This might be contentious, but I'm going to say it. If your program is multithreaded in a nontrivial way, Swift is not the language for you, at least yet.

First, this article understates the danger significantly. It's not just that your token loader might be called twice, if you call this from two different threads you're fully in undefined behavior. Swift is "safe-ish" in that it's mostly safe in single-threaded contexts, but with data races that breaks down. It's even more confusing because some things are properly atomic (reference counts, manipulation of value types like arrays), but some aren't (access to fields in classes).

Second, the language is missing basic features that in modern programming would help tame this beast - the most important of which is a wrapper for internally mutable state that is protected by a mutex. Grand Central Dispatch can help with some of this.

Third, there are unexpected performance losses.

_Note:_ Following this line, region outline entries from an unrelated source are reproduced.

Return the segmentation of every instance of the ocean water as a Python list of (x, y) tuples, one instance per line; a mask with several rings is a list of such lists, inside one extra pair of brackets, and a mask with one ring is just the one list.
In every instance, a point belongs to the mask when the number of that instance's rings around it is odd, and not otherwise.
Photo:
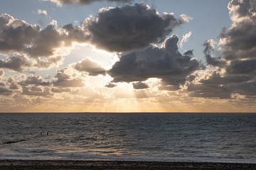
[(3, 113), (4, 159), (256, 163), (256, 114)]

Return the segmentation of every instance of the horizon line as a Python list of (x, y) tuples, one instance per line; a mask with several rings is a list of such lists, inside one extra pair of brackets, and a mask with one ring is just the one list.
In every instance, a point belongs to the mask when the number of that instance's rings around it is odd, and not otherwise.
[(64, 114), (67, 114), (67, 113), (80, 113), (80, 114), (90, 114), (90, 113), (95, 113), (95, 114), (127, 114), (127, 113), (143, 113), (143, 114), (153, 114), (153, 113), (166, 113), (166, 114), (182, 114), (182, 113), (208, 113), (208, 114), (210, 114), (210, 113), (222, 113), (222, 114), (232, 114), (232, 113), (256, 113), (256, 112), (1, 112), (0, 111), (0, 114), (5, 114), (5, 113), (8, 113), (8, 114), (16, 114), (16, 113), (37, 113), (37, 114), (41, 114), (41, 113), (54, 113), (54, 114), (58, 114), (58, 113), (64, 113)]

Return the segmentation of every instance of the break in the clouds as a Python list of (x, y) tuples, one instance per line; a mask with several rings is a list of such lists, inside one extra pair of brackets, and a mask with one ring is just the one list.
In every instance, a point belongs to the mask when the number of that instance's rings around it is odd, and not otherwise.
[(0, 60), (0, 67), (21, 71), (55, 66), (67, 55), (62, 48), (85, 42), (84, 33), (78, 26), (58, 28), (55, 24), (51, 22), (42, 29), (9, 14), (0, 15), (0, 52), (8, 56)]
[(105, 75), (106, 74), (106, 70), (100, 64), (88, 58), (85, 58), (82, 61), (76, 63), (74, 67), (78, 71), (87, 72), (91, 76)]
[(98, 48), (124, 52), (164, 40), (174, 28), (187, 21), (185, 16), (177, 19), (171, 13), (160, 16), (156, 9), (140, 4), (102, 8), (97, 16), (87, 18), (83, 26), (90, 42)]
[(43, 0), (44, 1), (52, 1), (56, 3), (58, 5), (63, 4), (78, 4), (78, 5), (88, 5), (97, 1), (110, 1), (117, 3), (128, 3), (133, 0)]
[(113, 82), (143, 81), (159, 78), (169, 85), (182, 85), (186, 76), (198, 69), (198, 62), (192, 51), (178, 52), (178, 38), (173, 35), (161, 47), (150, 46), (144, 50), (124, 54), (108, 72)]
[(221, 50), (218, 53), (220, 56), (213, 56), (213, 52), (218, 50), (213, 40), (204, 44), (207, 63), (216, 69), (188, 85), (191, 96), (219, 98), (230, 98), (237, 94), (256, 96), (255, 4), (255, 0), (229, 3), (232, 25), (220, 35), (218, 47)]
[(67, 69), (58, 69), (53, 81), (55, 86), (59, 87), (83, 87), (85, 84), (80, 78), (70, 75)]
[(142, 82), (134, 83), (132, 84), (132, 86), (134, 89), (137, 90), (146, 89), (149, 88), (149, 85)]
[(188, 40), (188, 39), (191, 37), (191, 35), (192, 35), (191, 31), (189, 31), (188, 33), (183, 35), (182, 36), (181, 40), (179, 42), (179, 47), (181, 47), (182, 48), (183, 44)]
[(43, 16), (48, 16), (48, 13), (46, 11), (46, 10), (43, 10), (43, 9), (38, 9), (38, 14), (43, 15)]

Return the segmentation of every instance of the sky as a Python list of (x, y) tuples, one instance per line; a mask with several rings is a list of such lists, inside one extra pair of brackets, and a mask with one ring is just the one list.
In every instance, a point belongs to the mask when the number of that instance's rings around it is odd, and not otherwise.
[(255, 112), (256, 0), (2, 0), (0, 112)]

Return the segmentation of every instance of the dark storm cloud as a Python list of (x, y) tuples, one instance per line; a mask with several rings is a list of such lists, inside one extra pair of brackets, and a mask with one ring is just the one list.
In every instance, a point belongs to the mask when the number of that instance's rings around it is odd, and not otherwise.
[(114, 78), (113, 82), (159, 78), (169, 85), (183, 84), (186, 77), (198, 69), (199, 63), (193, 59), (191, 51), (181, 55), (178, 51), (178, 42), (177, 36), (172, 35), (161, 48), (151, 46), (125, 54), (108, 73)]
[(214, 51), (214, 41), (213, 40), (206, 40), (203, 45), (205, 49), (203, 53), (206, 56), (206, 62), (208, 64), (223, 67), (225, 67), (226, 62), (224, 60), (220, 58), (215, 58), (212, 56), (212, 52)]
[(85, 41), (85, 35), (79, 26), (67, 25), (57, 28), (55, 24), (52, 22), (41, 29), (9, 14), (0, 15), (0, 52), (14, 52), (17, 55), (1, 60), (0, 67), (15, 71), (29, 67), (48, 68), (61, 62), (62, 55), (66, 55), (61, 51), (55, 54), (58, 48), (69, 47), (74, 42)]
[(57, 3), (59, 5), (62, 4), (79, 4), (79, 5), (88, 5), (93, 2), (97, 1), (110, 1), (117, 3), (128, 3), (132, 2), (133, 0), (43, 0), (47, 1), (52, 1)]
[(5, 60), (0, 60), (0, 68), (21, 72), (23, 69), (30, 67), (31, 67), (31, 63), (23, 55), (17, 55), (9, 57)]
[[(191, 96), (228, 98), (238, 94), (256, 96), (256, 1), (233, 0), (228, 4), (232, 25), (220, 36), (223, 58), (212, 57), (212, 42), (206, 42), (207, 63), (217, 67), (217, 74), (189, 84)], [(220, 67), (220, 69), (219, 69)]]
[(188, 86), (192, 97), (225, 99), (231, 98), (231, 91), (218, 85), (191, 84)]
[(2, 69), (0, 69), (0, 77), (4, 74), (4, 72)]
[(0, 95), (10, 95), (11, 94), (12, 91), (4, 88), (0, 86)]
[(255, 0), (233, 0), (228, 8), (232, 26), (220, 35), (227, 60), (256, 58)]
[(112, 84), (112, 83), (110, 83), (105, 86), (105, 87), (107, 87), (107, 88), (114, 88), (115, 86), (117, 86), (117, 84)]
[(72, 77), (65, 72), (65, 69), (58, 69), (55, 76), (56, 80), (53, 85), (59, 87), (83, 87), (83, 80), (79, 78)]
[(26, 86), (22, 87), (22, 94), (26, 96), (42, 96), (42, 97), (47, 97), (52, 96), (52, 94), (50, 93), (49, 89), (34, 86), (30, 87), (26, 87)]
[(225, 85), (229, 84), (241, 83), (251, 80), (251, 77), (246, 75), (224, 75), (213, 73), (208, 79), (202, 79), (201, 83), (208, 85)]
[(97, 17), (84, 21), (90, 42), (108, 51), (139, 49), (163, 40), (186, 20), (172, 14), (159, 16), (156, 9), (140, 4), (103, 8)]
[(25, 86), (28, 85), (48, 86), (51, 83), (43, 80), (41, 76), (29, 76), (25, 80), (20, 81), (19, 84)]
[(101, 65), (90, 59), (84, 59), (75, 64), (74, 67), (79, 72), (88, 73), (90, 76), (106, 74), (106, 70)]
[(227, 68), (229, 73), (242, 74), (256, 74), (256, 59), (233, 60)]
[(149, 88), (149, 85), (142, 82), (137, 82), (132, 84), (132, 86), (134, 89), (141, 90), (141, 89), (146, 89)]
[(61, 94), (61, 93), (69, 93), (71, 92), (71, 89), (68, 88), (52, 88), (50, 91), (55, 94)]

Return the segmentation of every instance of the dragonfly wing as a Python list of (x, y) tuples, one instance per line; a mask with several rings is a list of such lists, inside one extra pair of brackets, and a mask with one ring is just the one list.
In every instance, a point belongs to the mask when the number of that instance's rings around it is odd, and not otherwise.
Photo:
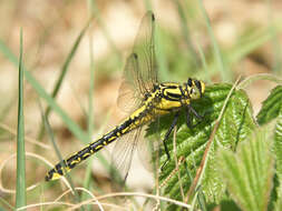
[(132, 165), (133, 154), (136, 150), (142, 127), (136, 130), (124, 134), (119, 140), (117, 140), (114, 151), (111, 153), (111, 163), (114, 168), (118, 170), (121, 175), (121, 180), (126, 180), (128, 171)]
[(124, 69), (117, 101), (124, 111), (133, 111), (140, 105), (146, 93), (152, 91), (157, 82), (154, 31), (155, 18), (153, 12), (148, 11), (142, 20), (133, 52)]

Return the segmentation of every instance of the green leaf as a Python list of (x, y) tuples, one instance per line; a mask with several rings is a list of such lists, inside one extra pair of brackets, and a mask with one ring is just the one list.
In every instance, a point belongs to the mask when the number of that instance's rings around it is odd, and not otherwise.
[(274, 152), (276, 157), (276, 172), (282, 179), (282, 107), (279, 112), (274, 132)]
[(266, 210), (272, 189), (274, 158), (270, 133), (257, 130), (250, 141), (241, 143), (237, 152), (221, 152), (223, 180), (231, 197), (242, 210)]
[(282, 86), (275, 87), (269, 98), (263, 101), (262, 109), (256, 115), (257, 123), (263, 125), (278, 117), (282, 104)]
[[(216, 119), (220, 115), (224, 101), (231, 91), (232, 86), (230, 84), (214, 84), (206, 88), (206, 92), (202, 99), (197, 102), (193, 102), (192, 107), (202, 115), (202, 120), (193, 129), (186, 125), (185, 112), (182, 113), (178, 131), (176, 135), (177, 144), (177, 158), (184, 157), (187, 162), (187, 169), (192, 178), (195, 177), (195, 172), (200, 167), (203, 158), (207, 140), (213, 131)], [(165, 132), (172, 123), (173, 115), (161, 118), (159, 130), (161, 135), (164, 137)], [(198, 122), (194, 118), (193, 124)], [(156, 123), (154, 123), (156, 124)], [(154, 134), (154, 129), (157, 125), (150, 124), (147, 135)], [(208, 202), (220, 202), (222, 194), (224, 193), (224, 185), (221, 179), (221, 169), (218, 169), (216, 151), (218, 148), (235, 149), (237, 142), (241, 142), (247, 138), (247, 135), (255, 128), (255, 123), (252, 118), (252, 109), (250, 101), (243, 90), (235, 90), (225, 108), (221, 124), (215, 133), (214, 141), (212, 142), (207, 167), (204, 171), (204, 178), (201, 185), (203, 193)], [(173, 138), (167, 141), (171, 158), (173, 155)], [(166, 154), (164, 150), (161, 152), (161, 165), (166, 161)], [(175, 161), (172, 159), (163, 169), (159, 180), (161, 183), (166, 181), (164, 187), (165, 194), (168, 194), (173, 199), (181, 200), (179, 183), (183, 184), (185, 197), (188, 192), (192, 183), (184, 164), (181, 164), (179, 182), (177, 173), (169, 175), (175, 169)], [(167, 181), (167, 178), (168, 181)], [(174, 210), (175, 207), (168, 209)]]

For example, the closure for running a block on a sync "queue" is heap allocated (because the type of such a closure is the same for sync and async, and of course the latter has to be heap allocated). This will probably be fixed, but I think is symptomatic.

Fourth, there's no official concurrency model. Again, it's confusing because there are some things that are obviously intended to run with concurrency. In fairness, Rust doesn't have a formal concurrency model yet either, but it is straightforward to apply reasoning from C++, and also reasonable to expect guarantees if the primitives such as Mutex, channels, etc., are used properly.

Fifth (and related), there are no atomics in the language or the standard library. Apparently OSAtomic is deprecated, and they now recommend the use of C atomics, but you're in the territory about having to reason about the polyglot combination of Swift and C.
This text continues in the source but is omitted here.